Steph Morren, Senior Policy Officer reflects on the situation 60 years since the publication of Rachel Carson’s Silent Spring. We still face many of the same issues with chemical use, however, many farmers are now adopting innovative and nature-friendly methods of managing pests that reduce their reliance on pesticides.
Pesticides including herbicides, insecticides and fungicides are used widely in agriculture right across the world. The environmental impact on water, soils and wildlife of chemicals is increasingly of concern, as well as the impact on human health. The devastating harm to bees from neonicotinoid pesticides is one of the most high-profile issues and we now know that, despite this evidence, the Government has gone against scientific advice and approved their use on sugar beet in 2022. But it's not just bees - evidence of impacts to other non-target species from chemical use is also increasing.
In 1962, Rachel Carson published Silent Spring which highlighted the major threat to biodiversity and people from pesticides. Fortunately, we generally no longer use some of the chemicals that she wrote about that directly poisoned birds and other wildlife in such numbers. However, pesticide use continued to increase, wildlife continues to decline, and a cocktail of harmful chemicals is increasingly present in the environment.
But it doesn’t have to be this way. More and more farmers are reducing their inputs by innovative and nature-friendly methods of managing pests and diseases, improving their soil quality, and bringing wildlife back to their farms. Nature-friendly Integrated Pest Management (IPM) can include a whole host of things including increased crop rotation, intercropping, encouraging beneficial pest predators, choosing resistant varieties and much more. A true IPM strategy will monitor pest thresholds and only treat issues that exceed economic thresholds – they also only use chemical pesticides as a last resort. This in turn protects and enhances vital biodiversity such as pollinators that we need to grow food successfully.
Image (c) Markus Spiske
However, this approach requires time, guidance, advice and some trial and error to make it work. The new ELM scheme in England and future land management schemes in the other UK countries need to support farmers with the incentives and advice to make these changes. But peer to peer learning is also vital. In partnership, we recently ran a series of webinars for farmers, their advisors, and anyone else with an interest in IPM, to highlight the benefits of insects, plants and fungi to an IPM strategy, and the recording of these can be found on the project page here. More information on the project including videos and farmer case studies will be added as they become available.

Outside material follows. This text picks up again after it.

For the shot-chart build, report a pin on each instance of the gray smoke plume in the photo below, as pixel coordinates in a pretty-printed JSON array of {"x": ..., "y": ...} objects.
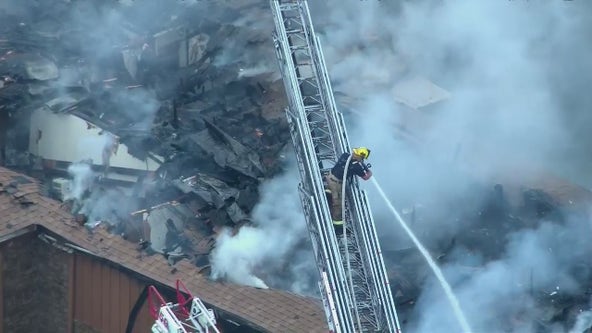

Defra’s National Action Plan for the Sustainable Use of Pesticides (NAP) is due to be published this spring or summer. We expect it to commit to driving an increase in uptake of IPM and also commit to setting pesticide reduction targets. No reduction targets can be met without the support for farmers to make the changes required and we look forward to seeing more progress on this soon. In England, Defra have said that an IPM standard will be rolled out as part of the Sustainable Farming Incentive in 2023, but this needs to be designed in a way that will support as many farmers as possible to integrate IPM into their farm business and genuinely lead to a reduction in pesticide use.
Rachel Carson said “But man is a part of nature, and his war against nature is inevitably a war against himself.” Sixty years on, we are in the midst of a nature crisis and we don’t have time to wait.